Auf Antrag eines Viertels seiner Mitglieder ist der Bundestag grundsätzlich verpflichtet, eine solche Kommission einzusetzen. Mit der Mehrheit von Union und SPD ist das also kein Problem. Am Donnerstag wird über die Einsetzung abgestimmt. Die AfD-Fraktion fordert parallel in einem eigenen Antrag einen zusätzlichen Untersuchungsausschuss. Auch dem müssten ein Viertel der Abgeordneten zustimmen. Das ist unwahrscheinlich.

Wer wird der Kommission angehören?
Der Kommission sollen 14 Bundestagsabgeordnete sowie 14 Sachverständige angehören. Die Unionsfraktion darf fünf Mitglieder aus ihren Reihen benennen, die Fraktionen von AfD und SPD je drei, die Grünen-Fraktion zwei und die Linke-Fraktion ein Mitglied. Die Sachverständigen sollen im Einvernehmen der Fraktionen benannt werden, bei angemessener Beteiligung der Länder und Kommunen.

Wann ist mit Ergebnissen zu rechnen?
Der Abschlussbericht soll bis zum 30. Juni 2027 vorliegen. Die Kommission kann aber Zwischenberichte erarbeiten und diese dem Bundestag vorlegen.

Corona: Bundespräsident Steinmeier warnt vor Abrechnen

Ist es die erste Aufarbeitung der Pandemie?
Zahlreiche Wissenschaftler sowie andere Gremien, darunter der Deutsche Ethikrat, haben Erfahrungen aus der Pandemie aufgearbeitet. Die ehemalige Vorsitzende des Ethikrats, Alena Buyx, begrüßte die Enquete-Kommission folglich als richtigen Schritt. “Besonders sinnvoll ist der Fokus auf Lehren, die für zukünftige, ähnliche Situationen gezogen werden können”, sagte die Medizinethikerin der Katholischen Nachrichten-Agentur (KNA). Denn, so Buyx weiter, “ein gesellschaftlicher Heilungsprozess steht teils noch aus”.

Gab es denn auch erste politische Aufarbeitung?
Der von Ex-Bundeskanzler Olaf Scholz (SPD) geforderte Corona-Bürgerrat wurde nie eingesetzt, die vor allem von der FDP verlangte Enquete-Kommission bislang ebenfalls nicht. Auch ein Vorstoß für einen Corona-Untersuchungsausschuss im Bundestag scheiterte. Zwar gab es einen Sachverständigenausschuss zur Auswertung der Corona-Auflagen, aber mit beschränkter Aussagekraft mangels Daten. Es gibt einzelne Aufarbeitungskommissionen in den Bundesländern. Bundespräsident Frank-Walter Steinmeier hatte direkt nach der vergangenen Bundestagswahl die Dringlichkeit der Aufarbeitung betont – ohne Suche nach Sündenböcken. Dazu lud er selbst zu einer Diskussionsveranstaltung zu Lehren aus Corona ins Schloss Bellevue ein.

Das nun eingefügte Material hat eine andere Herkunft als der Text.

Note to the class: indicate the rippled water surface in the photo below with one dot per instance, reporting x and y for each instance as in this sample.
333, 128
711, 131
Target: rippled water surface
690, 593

Keine Sündenböcke suchen – ist das möglich?
Es ist zumindest das Ziel. Denn nicht nur Steinmeier hat davor gewarnt, auch zahlreiche Vertreter aus Wissenschaft und Zivilgesellschaft, etwa der Deutsche Caritasverband, warnen vor einem Abrechnen nach der Pandemie. Vielmehr sollte es, so der explizite Wunsch des Bundespräsidenten, darum gehen, über Transparenz und gute Kommunikation verlorenes Vertrauen in den Politikbetrieb wiederzugewinnen.